Come the day that Allison understands her own motivations and make a free choice, the comic will be over. Seriously. Everything to date has been Allison doing what she thinks she _has_ to.
By reference to the all-seeing OCT of Jadis, I make this prediction: Allison will ultimately give up power, and possibly even her key. The Rising King will not become the new Ruling King. The Disneyesque endings where the new King rules all to peace aren’t compatible with the OCT background.

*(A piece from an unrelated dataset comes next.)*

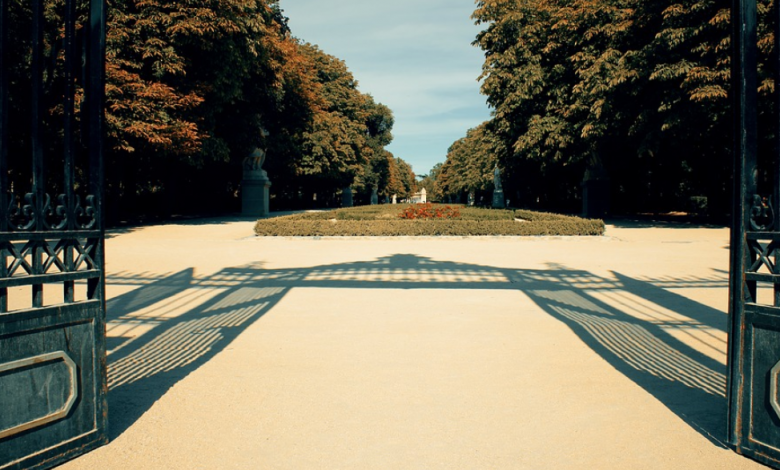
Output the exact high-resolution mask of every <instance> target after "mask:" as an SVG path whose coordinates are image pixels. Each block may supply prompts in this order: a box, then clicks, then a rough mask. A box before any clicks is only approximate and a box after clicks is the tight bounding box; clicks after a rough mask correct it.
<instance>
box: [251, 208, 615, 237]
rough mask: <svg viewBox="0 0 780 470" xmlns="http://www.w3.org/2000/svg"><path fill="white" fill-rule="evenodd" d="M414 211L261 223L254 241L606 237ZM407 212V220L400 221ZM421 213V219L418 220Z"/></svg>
mask: <svg viewBox="0 0 780 470" xmlns="http://www.w3.org/2000/svg"><path fill="white" fill-rule="evenodd" d="M416 206H417V205H415V206H410V207H406V208H402V209H399V207H398V206H393V205H389V204H387V205H375V206H362V207H355V208H348V209H337V210H333V211H323V212H307V213H301V214H295V215H290V216H285V217H276V218H269V219H261V220H258V221H257V224H256V225H255V233H256V234H257V235H258V236H297V237H306V236H437V235H447V236H489V235H493V236H496V235H499V236H501V235H504V236H539V235H562V236H571V235H603V234H604V222H603V221H602V220H599V219H583V218H580V217H570V216H564V215H559V214H549V213H544V212H533V211H526V210H518V211H512V210H500V209H479V208H474V207H452V206H444V205H437V204H431V205H428V204H426V205H425V207H416ZM421 206H422V205H421ZM428 206H430V207H428ZM407 213H408V214H409V215H410V216H404V214H407ZM421 213H422V214H425V215H423V216H420V214H421ZM437 214H440V215H437ZM411 215H413V217H411Z"/></svg>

Don’t ya know there’s (still) a war on?
Way back, Himself said to Allison: “When they offer you the throne, think of Me; think of the poor Devil”. I think, when the time comes, she’ll honour that promise, but in a twisted way. She’ll think of Himself locked in his box and realise what it costs to take power. And she’ll decline.
Why not give the key to Himself? 🙂
I gottaa admit, dave has an incredible huge ammount of attention span, i do 10 punches and im already forgetting why i started doing punches
He likely has a dead citizen per punch to keep his memory keen on why he keeps punching.
I loled hard, thx mr paladin
as the prophet Disturbed did once say:
You will remember the night you were struck by the sight of
Ten thousand fists in the air
I came here expecting to see a lot of “Za Warudo” and “Muda” but it was mostly people heaping respect on Solomon David for avoiding Jagganoth’s tender spots. Surprising, to be sure, but welcome.
Myself, I find that instant death will do in a pinch if there’s nothing better available but when I’m at home nothing beats freshly ground beings.
Please accept this “pun of the month” award.